Is the observed effect on progression-free survival (PFS) clinically meaningful, considering a lack of evidence of an effect on overall survival (OS)? That’s what the FDA will ask of the oncology experts Tuesday—and the answer is likely yes, an SVB Leerink team led by analyst Andrew Berens argued in a Friday note to clients.
First, the lack of alternative treatment options may tilt the balance in Lynparza’s favor, Berens noted. There’s no approved therapy indicated for gBRCA-mutated pancreatic cancer, and there are also no therapies specifically greenlighted for the maintenance of metastatic disease at all, as chemotherapy is currently still the standard of care for this tough-to-treat cancer.
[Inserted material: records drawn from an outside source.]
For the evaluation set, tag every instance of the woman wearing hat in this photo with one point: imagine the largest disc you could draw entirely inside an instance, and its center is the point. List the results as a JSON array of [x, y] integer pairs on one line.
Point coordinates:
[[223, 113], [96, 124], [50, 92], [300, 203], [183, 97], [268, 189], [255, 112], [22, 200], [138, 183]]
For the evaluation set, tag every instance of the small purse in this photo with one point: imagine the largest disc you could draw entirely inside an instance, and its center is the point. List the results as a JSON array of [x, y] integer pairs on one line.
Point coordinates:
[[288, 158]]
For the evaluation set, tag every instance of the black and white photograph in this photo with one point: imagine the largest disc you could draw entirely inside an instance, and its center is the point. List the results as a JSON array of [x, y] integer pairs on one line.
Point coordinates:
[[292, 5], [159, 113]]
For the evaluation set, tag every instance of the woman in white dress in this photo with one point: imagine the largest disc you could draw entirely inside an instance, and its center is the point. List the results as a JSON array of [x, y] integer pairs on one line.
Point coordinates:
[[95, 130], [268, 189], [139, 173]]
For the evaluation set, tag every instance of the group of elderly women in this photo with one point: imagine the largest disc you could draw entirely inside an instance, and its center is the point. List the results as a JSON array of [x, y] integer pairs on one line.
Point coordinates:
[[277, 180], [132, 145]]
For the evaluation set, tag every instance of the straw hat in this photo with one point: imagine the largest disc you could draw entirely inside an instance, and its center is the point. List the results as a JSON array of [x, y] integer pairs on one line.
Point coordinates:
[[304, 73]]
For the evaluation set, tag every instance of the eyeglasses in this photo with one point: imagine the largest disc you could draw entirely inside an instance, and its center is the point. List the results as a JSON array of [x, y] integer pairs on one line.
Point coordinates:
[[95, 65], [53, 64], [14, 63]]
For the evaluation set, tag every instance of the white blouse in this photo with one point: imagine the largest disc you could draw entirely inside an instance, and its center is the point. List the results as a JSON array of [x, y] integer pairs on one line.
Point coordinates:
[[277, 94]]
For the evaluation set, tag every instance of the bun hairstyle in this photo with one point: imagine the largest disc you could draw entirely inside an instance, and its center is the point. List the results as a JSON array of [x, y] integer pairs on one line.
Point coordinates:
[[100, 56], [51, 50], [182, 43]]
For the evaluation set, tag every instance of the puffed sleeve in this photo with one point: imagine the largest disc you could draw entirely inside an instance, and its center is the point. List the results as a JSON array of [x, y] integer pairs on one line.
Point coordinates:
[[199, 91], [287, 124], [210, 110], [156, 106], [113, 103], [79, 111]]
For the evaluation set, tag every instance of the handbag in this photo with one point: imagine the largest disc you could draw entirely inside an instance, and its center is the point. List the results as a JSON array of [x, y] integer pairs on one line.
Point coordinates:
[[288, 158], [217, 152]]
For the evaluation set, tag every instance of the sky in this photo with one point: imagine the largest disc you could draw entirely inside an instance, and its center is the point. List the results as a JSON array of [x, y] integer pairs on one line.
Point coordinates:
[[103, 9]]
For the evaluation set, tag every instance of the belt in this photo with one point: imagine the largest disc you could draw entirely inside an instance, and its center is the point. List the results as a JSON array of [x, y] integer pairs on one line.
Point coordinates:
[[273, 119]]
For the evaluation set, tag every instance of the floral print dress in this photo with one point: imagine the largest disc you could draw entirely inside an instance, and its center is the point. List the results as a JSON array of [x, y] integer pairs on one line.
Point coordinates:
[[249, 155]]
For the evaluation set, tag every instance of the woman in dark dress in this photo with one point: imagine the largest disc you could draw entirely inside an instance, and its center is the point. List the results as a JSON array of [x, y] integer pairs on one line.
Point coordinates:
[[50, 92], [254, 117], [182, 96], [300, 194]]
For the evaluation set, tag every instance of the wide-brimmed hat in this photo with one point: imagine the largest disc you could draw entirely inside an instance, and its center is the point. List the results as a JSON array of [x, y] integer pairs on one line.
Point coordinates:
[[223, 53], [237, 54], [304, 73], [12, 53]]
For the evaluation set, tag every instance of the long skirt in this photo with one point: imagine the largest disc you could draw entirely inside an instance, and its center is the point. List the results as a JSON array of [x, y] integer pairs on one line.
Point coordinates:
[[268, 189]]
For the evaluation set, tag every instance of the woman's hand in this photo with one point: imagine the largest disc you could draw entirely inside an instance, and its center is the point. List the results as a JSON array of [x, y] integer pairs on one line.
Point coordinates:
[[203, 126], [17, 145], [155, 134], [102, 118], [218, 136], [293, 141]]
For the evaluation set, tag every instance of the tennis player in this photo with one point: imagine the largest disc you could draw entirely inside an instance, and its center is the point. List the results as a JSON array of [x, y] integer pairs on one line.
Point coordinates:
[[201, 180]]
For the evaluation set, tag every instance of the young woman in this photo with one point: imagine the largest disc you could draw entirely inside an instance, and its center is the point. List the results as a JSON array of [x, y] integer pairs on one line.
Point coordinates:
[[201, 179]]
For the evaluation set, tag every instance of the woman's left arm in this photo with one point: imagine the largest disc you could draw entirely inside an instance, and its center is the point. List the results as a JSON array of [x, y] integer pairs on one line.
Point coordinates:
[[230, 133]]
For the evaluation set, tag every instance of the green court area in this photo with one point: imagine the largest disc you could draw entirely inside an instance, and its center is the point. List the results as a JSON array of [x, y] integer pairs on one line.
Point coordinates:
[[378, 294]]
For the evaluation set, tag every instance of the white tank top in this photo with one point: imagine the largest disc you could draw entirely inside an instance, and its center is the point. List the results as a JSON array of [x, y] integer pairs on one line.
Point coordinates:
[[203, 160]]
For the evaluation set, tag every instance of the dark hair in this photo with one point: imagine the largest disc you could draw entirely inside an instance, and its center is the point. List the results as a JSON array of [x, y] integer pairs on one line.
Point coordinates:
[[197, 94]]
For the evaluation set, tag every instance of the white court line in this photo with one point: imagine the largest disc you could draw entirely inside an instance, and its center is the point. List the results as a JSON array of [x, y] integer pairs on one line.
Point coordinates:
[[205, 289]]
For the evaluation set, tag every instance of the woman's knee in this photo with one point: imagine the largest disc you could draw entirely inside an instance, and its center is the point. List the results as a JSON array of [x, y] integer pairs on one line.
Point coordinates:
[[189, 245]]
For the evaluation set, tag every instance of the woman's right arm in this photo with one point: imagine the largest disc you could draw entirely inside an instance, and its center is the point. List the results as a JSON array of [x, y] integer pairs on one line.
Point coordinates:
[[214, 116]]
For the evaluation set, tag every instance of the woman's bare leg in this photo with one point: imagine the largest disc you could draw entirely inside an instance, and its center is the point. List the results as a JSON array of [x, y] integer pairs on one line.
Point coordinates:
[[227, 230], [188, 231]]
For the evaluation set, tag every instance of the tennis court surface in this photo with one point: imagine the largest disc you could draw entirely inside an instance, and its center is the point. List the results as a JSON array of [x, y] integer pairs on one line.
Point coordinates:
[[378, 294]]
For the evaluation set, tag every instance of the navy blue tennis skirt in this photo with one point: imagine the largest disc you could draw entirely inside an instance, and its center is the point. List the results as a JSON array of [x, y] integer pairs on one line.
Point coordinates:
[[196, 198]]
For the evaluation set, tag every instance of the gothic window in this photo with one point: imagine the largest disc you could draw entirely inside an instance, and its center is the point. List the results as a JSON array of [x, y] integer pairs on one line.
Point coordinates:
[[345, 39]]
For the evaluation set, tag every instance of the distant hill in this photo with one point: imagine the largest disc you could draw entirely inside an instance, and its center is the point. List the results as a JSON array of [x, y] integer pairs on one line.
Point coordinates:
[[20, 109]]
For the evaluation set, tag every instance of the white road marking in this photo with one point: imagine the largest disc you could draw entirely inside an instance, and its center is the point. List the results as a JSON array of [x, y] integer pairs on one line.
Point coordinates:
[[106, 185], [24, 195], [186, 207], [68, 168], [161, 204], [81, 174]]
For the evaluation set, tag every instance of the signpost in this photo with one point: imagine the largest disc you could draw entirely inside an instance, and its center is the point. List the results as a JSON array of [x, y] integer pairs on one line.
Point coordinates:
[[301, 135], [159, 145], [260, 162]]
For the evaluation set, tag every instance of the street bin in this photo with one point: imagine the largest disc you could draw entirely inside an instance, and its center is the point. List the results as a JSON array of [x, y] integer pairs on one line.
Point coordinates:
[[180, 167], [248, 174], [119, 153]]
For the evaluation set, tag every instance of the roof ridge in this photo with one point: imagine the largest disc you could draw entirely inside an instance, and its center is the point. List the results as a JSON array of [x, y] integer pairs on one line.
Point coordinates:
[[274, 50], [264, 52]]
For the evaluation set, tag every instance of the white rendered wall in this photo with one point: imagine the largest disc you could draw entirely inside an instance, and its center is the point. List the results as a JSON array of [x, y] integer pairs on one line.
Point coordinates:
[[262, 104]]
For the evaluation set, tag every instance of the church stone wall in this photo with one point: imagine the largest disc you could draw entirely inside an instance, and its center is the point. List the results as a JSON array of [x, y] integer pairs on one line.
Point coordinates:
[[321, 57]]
The Polo data received “strong positive sentiment” among physicians at ASCO, Berens said. To that point, the National Comprehensive Cancer Network (NCCN) just in November added Lynparza to its updated treatment guidelines for pancreatic cancer, elevating the drug from a now-removed footnote that suggested physicians “consider” using it to a full recommendation in gBRCA-mutated patients. It’s a “strong endorsement that clinicians view the data as compelling, practice-changing and worthy of approval,” Berens said.
However, all those arguments rest on Polo being an accurate reflection of Lynparza’s effect. Turns out, the FDA has questions about that, too.
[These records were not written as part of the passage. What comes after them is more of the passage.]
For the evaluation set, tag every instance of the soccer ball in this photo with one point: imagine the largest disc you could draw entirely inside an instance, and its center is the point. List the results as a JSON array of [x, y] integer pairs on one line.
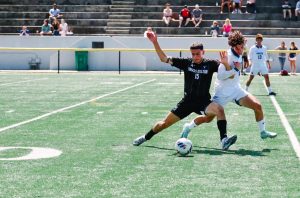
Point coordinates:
[[183, 146]]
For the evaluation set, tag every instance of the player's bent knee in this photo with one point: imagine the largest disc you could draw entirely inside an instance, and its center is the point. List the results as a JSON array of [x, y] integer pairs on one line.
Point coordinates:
[[162, 125]]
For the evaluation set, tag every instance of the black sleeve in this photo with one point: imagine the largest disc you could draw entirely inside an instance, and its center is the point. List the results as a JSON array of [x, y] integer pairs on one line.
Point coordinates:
[[181, 63]]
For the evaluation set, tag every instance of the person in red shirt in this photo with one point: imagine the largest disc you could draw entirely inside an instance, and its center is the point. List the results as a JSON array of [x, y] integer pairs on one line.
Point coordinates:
[[184, 16]]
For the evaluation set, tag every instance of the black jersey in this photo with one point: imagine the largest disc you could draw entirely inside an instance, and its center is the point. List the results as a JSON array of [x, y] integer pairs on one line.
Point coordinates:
[[197, 77]]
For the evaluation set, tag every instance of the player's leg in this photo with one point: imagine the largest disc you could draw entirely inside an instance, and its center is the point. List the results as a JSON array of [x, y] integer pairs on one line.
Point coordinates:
[[180, 21], [267, 81], [294, 66], [182, 110], [251, 102], [284, 14], [187, 20], [169, 120], [215, 109], [211, 109], [249, 80]]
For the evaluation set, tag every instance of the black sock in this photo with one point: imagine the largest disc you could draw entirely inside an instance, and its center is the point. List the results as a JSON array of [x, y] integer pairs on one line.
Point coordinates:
[[222, 126], [149, 135]]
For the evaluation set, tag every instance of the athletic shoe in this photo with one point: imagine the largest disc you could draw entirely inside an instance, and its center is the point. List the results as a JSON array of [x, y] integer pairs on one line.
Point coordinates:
[[267, 134], [138, 141], [185, 130], [227, 142]]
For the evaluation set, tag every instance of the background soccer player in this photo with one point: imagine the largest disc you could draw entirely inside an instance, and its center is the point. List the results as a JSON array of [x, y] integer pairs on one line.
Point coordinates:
[[198, 72], [258, 58], [228, 88]]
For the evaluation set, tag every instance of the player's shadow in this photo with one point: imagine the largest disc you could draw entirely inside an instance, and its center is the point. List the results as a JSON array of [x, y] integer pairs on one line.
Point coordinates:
[[240, 152], [216, 151]]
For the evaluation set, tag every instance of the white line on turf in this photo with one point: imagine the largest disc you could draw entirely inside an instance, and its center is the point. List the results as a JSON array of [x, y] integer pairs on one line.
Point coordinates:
[[72, 106], [11, 83], [293, 138]]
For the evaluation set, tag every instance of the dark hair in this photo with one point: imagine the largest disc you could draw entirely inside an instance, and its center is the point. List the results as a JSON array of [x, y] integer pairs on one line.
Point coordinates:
[[259, 36], [197, 45], [236, 38]]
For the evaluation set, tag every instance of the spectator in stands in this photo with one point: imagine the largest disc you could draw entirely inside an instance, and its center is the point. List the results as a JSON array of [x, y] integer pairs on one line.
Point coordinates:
[[56, 27], [281, 55], [292, 58], [197, 15], [184, 16], [287, 8], [24, 31], [223, 3], [63, 28], [227, 28], [215, 29], [237, 5], [297, 9], [167, 14], [54, 13], [251, 6], [46, 28]]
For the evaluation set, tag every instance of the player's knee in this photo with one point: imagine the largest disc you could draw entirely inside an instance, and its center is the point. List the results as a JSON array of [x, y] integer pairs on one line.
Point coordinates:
[[162, 125], [208, 119], [257, 107], [219, 110]]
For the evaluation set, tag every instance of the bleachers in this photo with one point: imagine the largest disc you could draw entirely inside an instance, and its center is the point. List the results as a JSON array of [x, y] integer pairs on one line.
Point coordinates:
[[102, 17]]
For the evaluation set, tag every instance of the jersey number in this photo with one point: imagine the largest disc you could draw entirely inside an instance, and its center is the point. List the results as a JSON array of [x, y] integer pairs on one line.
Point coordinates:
[[259, 56]]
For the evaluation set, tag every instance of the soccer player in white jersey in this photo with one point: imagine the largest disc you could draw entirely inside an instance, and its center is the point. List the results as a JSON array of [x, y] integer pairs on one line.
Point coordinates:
[[228, 88], [258, 58]]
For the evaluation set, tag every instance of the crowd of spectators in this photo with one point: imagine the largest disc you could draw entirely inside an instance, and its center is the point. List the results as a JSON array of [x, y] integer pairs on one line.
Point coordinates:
[[54, 25]]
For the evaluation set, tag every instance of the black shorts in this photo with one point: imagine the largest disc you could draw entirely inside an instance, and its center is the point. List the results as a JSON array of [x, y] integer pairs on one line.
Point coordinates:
[[186, 107], [245, 58]]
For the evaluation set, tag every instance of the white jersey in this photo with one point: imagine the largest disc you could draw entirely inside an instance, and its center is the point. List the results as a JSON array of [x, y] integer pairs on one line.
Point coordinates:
[[258, 56], [225, 86]]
In its prepared briefing document for the expert panel, FDA staffers suggest the trial is too small, with 154 patients altogether. Of the 62 patients enrolled in the control arm, six had non-measurable disease and four had missing data on disease burden at baseline, they noted.
RELATED: AACR: Clovis’ Rubraca follows Lynparza’s big pancreatic cancer win with phase 2 data
The reviewers also referred to an “imbalance between arms for some known baseline factors that may affect prognosis” as evidence that the results may have unfairly favored Lynparza. Specifically, the Lynparza arm had a higher proportion of patients with ECOG performance status of zero (71% versus 61%), which means they were in better physical condition.
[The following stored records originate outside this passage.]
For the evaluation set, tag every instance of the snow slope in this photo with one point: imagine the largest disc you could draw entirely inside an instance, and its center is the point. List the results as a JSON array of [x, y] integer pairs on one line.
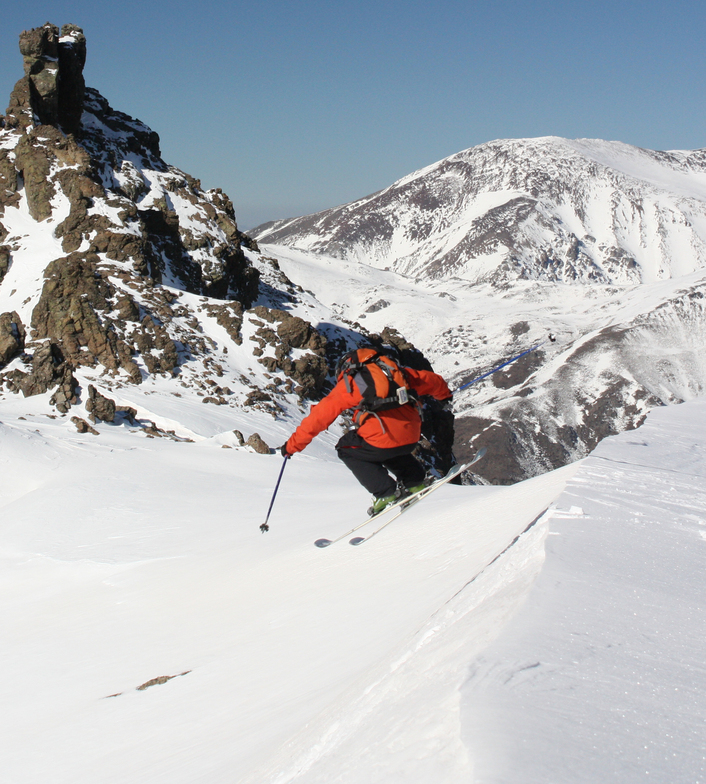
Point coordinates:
[[552, 209], [127, 559], [601, 676]]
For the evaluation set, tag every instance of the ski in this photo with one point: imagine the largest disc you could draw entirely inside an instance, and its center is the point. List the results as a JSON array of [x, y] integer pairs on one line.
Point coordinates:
[[402, 505], [407, 503]]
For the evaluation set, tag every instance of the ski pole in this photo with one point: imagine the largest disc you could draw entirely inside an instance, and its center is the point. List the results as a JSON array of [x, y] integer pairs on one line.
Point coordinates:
[[264, 527], [551, 338]]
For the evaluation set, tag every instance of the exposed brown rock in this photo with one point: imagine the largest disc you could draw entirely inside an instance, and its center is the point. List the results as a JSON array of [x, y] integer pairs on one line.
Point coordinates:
[[66, 394], [83, 427], [230, 317], [67, 311], [8, 180], [12, 336], [99, 406], [48, 368], [257, 444]]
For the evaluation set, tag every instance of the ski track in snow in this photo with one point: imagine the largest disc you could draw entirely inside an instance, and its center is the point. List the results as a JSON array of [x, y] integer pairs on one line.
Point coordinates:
[[125, 559]]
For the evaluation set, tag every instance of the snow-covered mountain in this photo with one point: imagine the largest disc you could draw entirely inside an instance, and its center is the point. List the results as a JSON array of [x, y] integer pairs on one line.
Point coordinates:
[[601, 243], [151, 633], [548, 209], [127, 291], [129, 296]]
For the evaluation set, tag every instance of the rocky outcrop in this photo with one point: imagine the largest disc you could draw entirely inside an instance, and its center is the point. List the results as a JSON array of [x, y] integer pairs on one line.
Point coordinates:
[[48, 369], [12, 337], [99, 406], [68, 314], [524, 209], [68, 148], [83, 427], [51, 91], [309, 370], [256, 443]]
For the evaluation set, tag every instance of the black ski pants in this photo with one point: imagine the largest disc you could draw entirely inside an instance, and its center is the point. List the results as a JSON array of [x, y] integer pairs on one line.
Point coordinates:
[[371, 464]]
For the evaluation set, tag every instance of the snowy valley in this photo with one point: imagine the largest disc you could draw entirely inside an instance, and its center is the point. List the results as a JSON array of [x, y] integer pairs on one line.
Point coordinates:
[[541, 623]]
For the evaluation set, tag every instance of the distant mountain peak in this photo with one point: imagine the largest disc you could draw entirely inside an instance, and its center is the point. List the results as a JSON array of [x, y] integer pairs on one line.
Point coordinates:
[[552, 209]]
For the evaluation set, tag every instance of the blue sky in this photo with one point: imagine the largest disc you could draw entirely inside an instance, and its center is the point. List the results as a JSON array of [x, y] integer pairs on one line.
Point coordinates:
[[292, 107]]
What’s more, the limitation of current imaging technology to accurately measure tumor burden in the pancreas is also cited as a concern for using PFS—as compared to OS—in this indication, an even more important factor as the majority of patients with disease progression in Polo were identified based on local disease advancements.
Considering all these factors, Berens’ team still believes the panel will endorse Lynparza in the indication, particularly following the NCCN inclusion. The FDA may decide to defer a final decision, which is currently scheduled to arrive Dec. 28 based on a six-month priority review, but Berens called it “an unlikely scenario.”